Had it been happiness or only a desperate desire to be happy? He remembered Bella in the kitchen, stating that after Italy, she was determined to hold onto Edward, to not lose herself to the pit of depression, with everything she had.
Carlisle didn't think that was the same thing as happiness.
"And?" Emmett prompted, and when no one responded, he continued, "Happy brides just normally run away from their husbands? Is that a thing now?"
"Emmett!" Esme hissed out, glancing down at Edward, who still had yet to respond.
"What?" Emmett asked, looking around for some sign of understanding, "Come on, somebody's got to say it. We can't just sit here waiting forever, can we?"
"Well, we are vampires, forever's actually something we could manage," Rosalie noted with a small snort, the slightest quirk to her smile, only to try to suppress it as she glanced over at Edward.
Edward, however, didn't respond as he usually would. There was no eyeroll of exasperation, sharp retort, glare, or anything of the sort. There was nothing, absolutely nothing in him, the heart of him still waiting at that altar for Bella to return.

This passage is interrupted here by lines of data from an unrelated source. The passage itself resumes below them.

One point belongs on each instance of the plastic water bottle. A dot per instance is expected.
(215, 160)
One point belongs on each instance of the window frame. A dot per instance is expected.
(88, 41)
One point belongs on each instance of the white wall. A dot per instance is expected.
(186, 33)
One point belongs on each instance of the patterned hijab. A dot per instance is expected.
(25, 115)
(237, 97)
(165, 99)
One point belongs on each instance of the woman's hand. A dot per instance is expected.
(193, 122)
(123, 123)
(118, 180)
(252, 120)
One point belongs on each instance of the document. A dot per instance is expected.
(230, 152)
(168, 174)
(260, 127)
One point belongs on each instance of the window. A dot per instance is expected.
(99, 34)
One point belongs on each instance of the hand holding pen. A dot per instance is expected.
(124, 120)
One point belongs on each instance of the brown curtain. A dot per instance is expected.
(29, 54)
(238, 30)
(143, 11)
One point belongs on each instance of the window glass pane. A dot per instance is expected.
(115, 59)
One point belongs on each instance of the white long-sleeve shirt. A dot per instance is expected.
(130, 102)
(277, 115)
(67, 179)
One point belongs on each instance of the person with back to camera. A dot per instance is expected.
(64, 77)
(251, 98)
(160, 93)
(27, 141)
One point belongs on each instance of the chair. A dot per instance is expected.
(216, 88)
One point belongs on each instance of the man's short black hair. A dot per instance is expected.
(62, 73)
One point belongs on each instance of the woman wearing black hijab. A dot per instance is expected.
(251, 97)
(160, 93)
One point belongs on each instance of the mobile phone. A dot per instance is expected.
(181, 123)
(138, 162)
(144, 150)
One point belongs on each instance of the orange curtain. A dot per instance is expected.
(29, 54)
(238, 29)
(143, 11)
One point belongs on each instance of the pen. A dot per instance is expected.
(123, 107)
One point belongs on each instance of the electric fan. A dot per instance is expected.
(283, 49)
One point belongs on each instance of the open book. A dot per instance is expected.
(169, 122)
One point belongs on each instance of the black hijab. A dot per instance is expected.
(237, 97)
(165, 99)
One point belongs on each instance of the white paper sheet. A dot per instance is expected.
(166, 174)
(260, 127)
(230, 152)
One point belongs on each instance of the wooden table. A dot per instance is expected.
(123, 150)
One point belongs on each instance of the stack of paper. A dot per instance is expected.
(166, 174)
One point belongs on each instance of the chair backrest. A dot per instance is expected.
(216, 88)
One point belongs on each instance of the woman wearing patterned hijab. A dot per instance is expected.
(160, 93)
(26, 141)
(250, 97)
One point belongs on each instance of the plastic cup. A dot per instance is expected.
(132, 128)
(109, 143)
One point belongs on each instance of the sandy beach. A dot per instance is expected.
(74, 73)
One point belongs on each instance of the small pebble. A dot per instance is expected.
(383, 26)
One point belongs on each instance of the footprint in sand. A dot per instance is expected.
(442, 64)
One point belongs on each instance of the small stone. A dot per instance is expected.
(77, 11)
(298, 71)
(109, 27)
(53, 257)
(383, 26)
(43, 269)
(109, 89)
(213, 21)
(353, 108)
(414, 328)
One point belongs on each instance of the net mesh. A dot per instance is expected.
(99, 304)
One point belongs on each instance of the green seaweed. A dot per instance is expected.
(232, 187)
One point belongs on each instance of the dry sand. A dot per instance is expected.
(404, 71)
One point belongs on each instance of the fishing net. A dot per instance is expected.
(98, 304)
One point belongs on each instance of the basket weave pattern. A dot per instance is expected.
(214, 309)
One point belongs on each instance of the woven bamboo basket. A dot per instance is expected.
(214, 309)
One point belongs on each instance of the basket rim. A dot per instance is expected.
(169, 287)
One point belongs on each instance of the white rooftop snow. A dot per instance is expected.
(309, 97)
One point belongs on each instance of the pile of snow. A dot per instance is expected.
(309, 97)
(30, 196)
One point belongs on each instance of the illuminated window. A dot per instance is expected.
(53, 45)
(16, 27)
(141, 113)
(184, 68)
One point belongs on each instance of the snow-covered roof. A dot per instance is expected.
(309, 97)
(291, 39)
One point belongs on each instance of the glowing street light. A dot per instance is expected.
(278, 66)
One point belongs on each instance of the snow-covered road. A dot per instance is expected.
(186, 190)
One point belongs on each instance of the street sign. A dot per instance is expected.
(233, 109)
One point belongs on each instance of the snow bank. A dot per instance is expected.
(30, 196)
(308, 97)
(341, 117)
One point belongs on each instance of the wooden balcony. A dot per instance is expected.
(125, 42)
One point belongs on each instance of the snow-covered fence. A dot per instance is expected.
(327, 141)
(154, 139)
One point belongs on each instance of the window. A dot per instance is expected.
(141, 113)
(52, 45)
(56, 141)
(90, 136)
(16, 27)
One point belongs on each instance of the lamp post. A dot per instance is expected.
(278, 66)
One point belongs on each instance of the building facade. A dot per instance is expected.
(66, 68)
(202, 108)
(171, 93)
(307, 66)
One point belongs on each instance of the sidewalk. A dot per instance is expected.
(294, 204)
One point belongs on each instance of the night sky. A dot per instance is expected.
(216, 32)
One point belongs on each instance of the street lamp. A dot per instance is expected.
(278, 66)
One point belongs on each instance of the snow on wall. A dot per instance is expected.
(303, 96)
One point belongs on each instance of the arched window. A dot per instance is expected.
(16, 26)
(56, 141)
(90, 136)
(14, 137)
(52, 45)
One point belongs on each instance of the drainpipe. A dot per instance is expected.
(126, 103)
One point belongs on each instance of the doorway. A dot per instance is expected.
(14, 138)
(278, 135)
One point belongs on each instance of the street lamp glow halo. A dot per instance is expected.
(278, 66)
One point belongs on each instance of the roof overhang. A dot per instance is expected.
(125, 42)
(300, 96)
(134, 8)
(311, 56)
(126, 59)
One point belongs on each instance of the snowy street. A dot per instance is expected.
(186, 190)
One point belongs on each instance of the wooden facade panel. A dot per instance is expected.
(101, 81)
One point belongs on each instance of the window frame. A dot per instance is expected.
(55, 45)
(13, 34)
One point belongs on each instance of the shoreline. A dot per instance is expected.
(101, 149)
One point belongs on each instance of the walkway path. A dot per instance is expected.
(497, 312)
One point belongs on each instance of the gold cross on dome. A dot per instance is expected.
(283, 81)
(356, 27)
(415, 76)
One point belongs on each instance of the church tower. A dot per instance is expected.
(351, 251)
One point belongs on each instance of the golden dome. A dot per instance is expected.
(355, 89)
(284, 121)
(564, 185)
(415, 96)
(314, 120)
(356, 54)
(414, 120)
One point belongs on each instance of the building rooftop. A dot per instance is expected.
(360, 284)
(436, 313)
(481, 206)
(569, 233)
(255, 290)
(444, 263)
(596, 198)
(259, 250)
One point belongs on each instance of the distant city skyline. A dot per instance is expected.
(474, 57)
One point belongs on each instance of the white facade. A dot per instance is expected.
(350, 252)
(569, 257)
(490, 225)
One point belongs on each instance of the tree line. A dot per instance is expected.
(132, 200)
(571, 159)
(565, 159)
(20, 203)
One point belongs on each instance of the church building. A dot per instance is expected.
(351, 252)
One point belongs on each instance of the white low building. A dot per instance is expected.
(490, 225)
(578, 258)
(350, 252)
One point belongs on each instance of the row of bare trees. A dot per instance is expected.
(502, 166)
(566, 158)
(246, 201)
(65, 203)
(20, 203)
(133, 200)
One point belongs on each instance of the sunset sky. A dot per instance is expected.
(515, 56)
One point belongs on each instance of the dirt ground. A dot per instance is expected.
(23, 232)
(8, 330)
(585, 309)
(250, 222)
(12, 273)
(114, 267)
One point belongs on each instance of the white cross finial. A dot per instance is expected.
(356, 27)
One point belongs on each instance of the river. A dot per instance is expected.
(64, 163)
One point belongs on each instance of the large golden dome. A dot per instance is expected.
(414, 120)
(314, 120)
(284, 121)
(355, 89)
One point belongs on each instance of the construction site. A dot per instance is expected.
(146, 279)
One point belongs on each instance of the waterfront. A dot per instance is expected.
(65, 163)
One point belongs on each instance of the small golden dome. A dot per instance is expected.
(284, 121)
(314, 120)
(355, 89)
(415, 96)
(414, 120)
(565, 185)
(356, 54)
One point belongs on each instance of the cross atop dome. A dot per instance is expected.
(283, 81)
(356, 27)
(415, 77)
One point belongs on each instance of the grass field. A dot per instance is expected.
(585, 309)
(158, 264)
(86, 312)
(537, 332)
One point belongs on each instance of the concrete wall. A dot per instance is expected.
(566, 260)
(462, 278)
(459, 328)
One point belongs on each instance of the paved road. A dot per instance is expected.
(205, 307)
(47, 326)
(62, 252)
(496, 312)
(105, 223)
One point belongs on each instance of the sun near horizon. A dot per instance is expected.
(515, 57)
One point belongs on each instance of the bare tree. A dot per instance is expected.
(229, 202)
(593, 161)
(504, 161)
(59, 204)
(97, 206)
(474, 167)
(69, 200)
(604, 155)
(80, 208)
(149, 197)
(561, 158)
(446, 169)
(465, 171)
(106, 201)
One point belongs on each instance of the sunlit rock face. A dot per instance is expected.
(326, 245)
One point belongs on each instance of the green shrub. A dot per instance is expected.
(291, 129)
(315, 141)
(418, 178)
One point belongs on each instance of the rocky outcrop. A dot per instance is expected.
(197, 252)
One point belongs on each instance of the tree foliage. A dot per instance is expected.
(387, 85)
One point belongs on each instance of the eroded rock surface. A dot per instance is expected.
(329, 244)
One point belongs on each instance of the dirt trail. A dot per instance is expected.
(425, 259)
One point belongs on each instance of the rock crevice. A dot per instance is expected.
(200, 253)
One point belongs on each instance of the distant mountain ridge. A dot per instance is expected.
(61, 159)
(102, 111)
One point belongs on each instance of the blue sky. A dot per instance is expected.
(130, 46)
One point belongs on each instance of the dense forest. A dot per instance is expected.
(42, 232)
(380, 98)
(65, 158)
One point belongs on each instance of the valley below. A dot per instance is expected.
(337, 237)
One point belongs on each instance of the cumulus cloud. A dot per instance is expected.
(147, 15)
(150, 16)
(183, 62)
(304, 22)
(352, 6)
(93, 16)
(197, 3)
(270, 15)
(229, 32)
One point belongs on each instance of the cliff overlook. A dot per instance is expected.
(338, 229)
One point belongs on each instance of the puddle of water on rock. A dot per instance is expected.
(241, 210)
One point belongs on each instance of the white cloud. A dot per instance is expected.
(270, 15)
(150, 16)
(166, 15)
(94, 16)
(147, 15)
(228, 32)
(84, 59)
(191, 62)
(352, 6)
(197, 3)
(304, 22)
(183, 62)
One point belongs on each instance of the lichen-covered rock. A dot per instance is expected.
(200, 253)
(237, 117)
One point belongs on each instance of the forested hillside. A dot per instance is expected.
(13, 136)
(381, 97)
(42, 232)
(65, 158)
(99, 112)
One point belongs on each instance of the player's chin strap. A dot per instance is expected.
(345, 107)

Rosalie let out an aggravated, and held up her hands as Emmett had, the usual indication that she was about to damn the torpedoes and speak her mind no matter what Edward thought of it.
"Fine, I'll start, since Edward's just going to pick it out of my brain anyway," Rosalie said, back straightening and eyes defiant as she looked across at Edward, "I'm more than a little surprised, I certainly didn't see that one coming. It'd be nice if Bella could have done it a little less dramatically, definitely a lot less publicly, but you know what? It was about damn time she started taking this seriously."
"Rosalie!" Esme interjected with horror, but Rosalie only spared Esme a flat look, as if to note Edward was going to hear it anyway so they might as well all hear it.
"We've all known that Bella was throwing away the most precious gift she had, a human future, for something she doesn't understand," Rosalie glared across at Edward, blaming him as the root of the whole mess with Bella just as she had from the very beginning.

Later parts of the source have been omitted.